Logo por cima de um canteiro de salsinhas, na esquina da sacada, mora dona Aranha, com sua teia e silêncio. Por ordem de um poder superior – minha esposa – ninguém na casa pode tocar nem na teia nem na aranha e, assim, a teia está crescendo cada vez mais e, às vezes, ao final da manhã, o sol acende uns brilhos avermelhados nela e surgem desenhos bem bonitos.
Ontem, sem inspiração para escrever a crônica semanal, zanzando pela casa, fui até a esquina da salsinha, morada dela, para provocá-la.

  • Dona Aranha, por que, aqui no Brasil, a senhora mantém esta mudez sisuda e, em alguns países da África, é o dono da história, o contador de causos?

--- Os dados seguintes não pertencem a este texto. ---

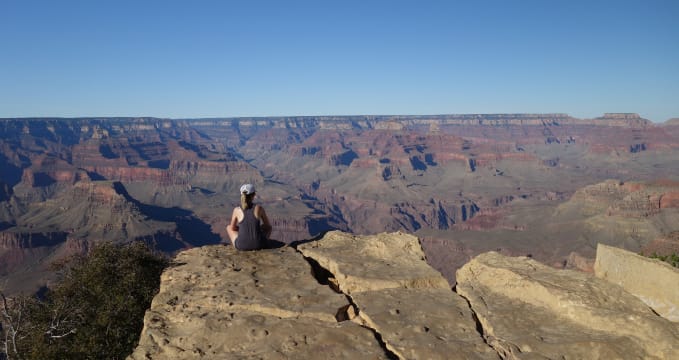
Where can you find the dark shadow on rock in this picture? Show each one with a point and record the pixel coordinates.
(275, 244)
(192, 230)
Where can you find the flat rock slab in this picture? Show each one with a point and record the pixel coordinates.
(220, 303)
(375, 262)
(188, 334)
(399, 295)
(531, 311)
(653, 281)
(423, 323)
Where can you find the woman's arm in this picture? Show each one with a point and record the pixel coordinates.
(266, 225)
(232, 228)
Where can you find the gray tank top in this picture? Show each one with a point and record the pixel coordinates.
(250, 234)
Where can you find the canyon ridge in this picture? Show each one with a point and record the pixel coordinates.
(547, 186)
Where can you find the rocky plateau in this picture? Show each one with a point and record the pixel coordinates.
(375, 297)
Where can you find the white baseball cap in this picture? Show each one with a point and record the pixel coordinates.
(247, 189)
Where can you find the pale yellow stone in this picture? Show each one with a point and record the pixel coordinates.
(529, 310)
(653, 281)
(218, 303)
(399, 295)
(423, 323)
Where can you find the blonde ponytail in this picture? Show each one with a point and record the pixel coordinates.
(246, 200)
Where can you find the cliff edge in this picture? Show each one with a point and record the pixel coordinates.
(375, 297)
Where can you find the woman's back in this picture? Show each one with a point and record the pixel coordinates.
(250, 234)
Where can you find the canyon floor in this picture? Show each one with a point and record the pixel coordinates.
(547, 186)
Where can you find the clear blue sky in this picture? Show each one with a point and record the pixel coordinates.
(258, 58)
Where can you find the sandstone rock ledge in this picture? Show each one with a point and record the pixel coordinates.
(218, 303)
(532, 311)
(374, 297)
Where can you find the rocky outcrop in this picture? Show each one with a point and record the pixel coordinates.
(653, 281)
(348, 296)
(528, 310)
(407, 302)
(353, 297)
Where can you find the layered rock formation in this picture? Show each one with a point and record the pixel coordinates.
(346, 296)
(454, 179)
(653, 281)
(380, 302)
(529, 310)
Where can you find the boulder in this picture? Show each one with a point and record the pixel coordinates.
(218, 303)
(653, 281)
(531, 311)
(408, 303)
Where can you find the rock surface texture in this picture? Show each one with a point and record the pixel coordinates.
(374, 297)
(406, 301)
(531, 311)
(656, 285)
(219, 303)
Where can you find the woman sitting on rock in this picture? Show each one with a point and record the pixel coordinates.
(249, 228)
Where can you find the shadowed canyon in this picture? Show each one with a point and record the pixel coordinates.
(546, 186)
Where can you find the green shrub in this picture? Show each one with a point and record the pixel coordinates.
(97, 309)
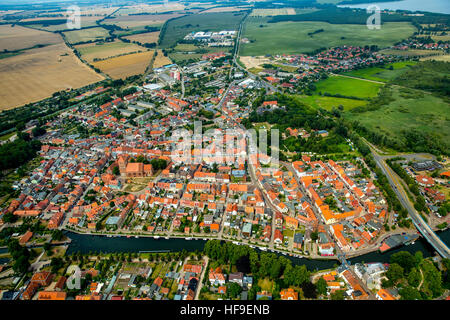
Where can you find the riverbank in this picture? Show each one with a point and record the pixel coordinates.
(204, 238)
(85, 243)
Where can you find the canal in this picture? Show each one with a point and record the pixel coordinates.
(94, 243)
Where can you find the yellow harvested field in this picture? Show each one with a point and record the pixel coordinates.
(146, 8)
(272, 12)
(409, 52)
(253, 62)
(37, 73)
(83, 35)
(17, 38)
(125, 66)
(225, 9)
(442, 57)
(141, 20)
(148, 37)
(104, 50)
(161, 60)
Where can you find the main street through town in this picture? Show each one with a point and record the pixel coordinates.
(418, 221)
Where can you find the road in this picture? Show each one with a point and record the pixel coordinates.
(252, 76)
(200, 281)
(420, 224)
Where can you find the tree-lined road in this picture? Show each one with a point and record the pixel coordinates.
(418, 221)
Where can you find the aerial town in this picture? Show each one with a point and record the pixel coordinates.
(169, 156)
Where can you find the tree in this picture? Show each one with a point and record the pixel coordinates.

    No silêncio que se seguiu à minha pergunta, senti-me ridículo a falar com uma aranha que nem parecia conhecer a lenda de Anansi. Vai ver nem conhecia Rego Júnior. Já me virava para voltar ao computador quando uma vozinha, que parecia vir de longe, me respondeu:
  • Você quer que eu fale? Pois, então, vá lá dentro, pegue uma cadeira e sente-se aqui, para trocarmos umas ideias. Tem muito tempo que eu não falo com humanos.
    Se o leitor acha que eu me assustei, fique sabendo que sim, e muito. Mas, não tendo nada melhor para fazer, busquei a cadeira e sentei-me ao lado da imensa teia e da dona Aranha, que, agora, parecia maior e mais colorida.
  • Ouça, meu jovem, para conversar comigo é preciso cumprir duas exigências: primeiro, prestar muita atenção no que eu falo, e, segundo, não falar o que conversamos com ninguém.
    Na dúvida se podia emitir algum som ou não, concordei com a cabeça e a aranha, que já estava com quase um metro de tamanho, me ordenou que virasse de costas pois ela ia se tornar gente e depois se vestir. Fazia parte do seu ritual de transformação e eu não deveria assistir.
    Quando pude voltar a fitá-la, deparei-me com uma mulher negra, de idade indefinida, mas bela, com dreads coloridos, formando uma cabeleira encantadora.
  • Você, meu jovem, não veio aqui só porque está sem inspiração para sua crônica. Sinto e sei que você quer saber algumas coisas que possam aplacar uma tristeza crescente. Concentre-se e fale. O que é que o pequeno humano quer saber?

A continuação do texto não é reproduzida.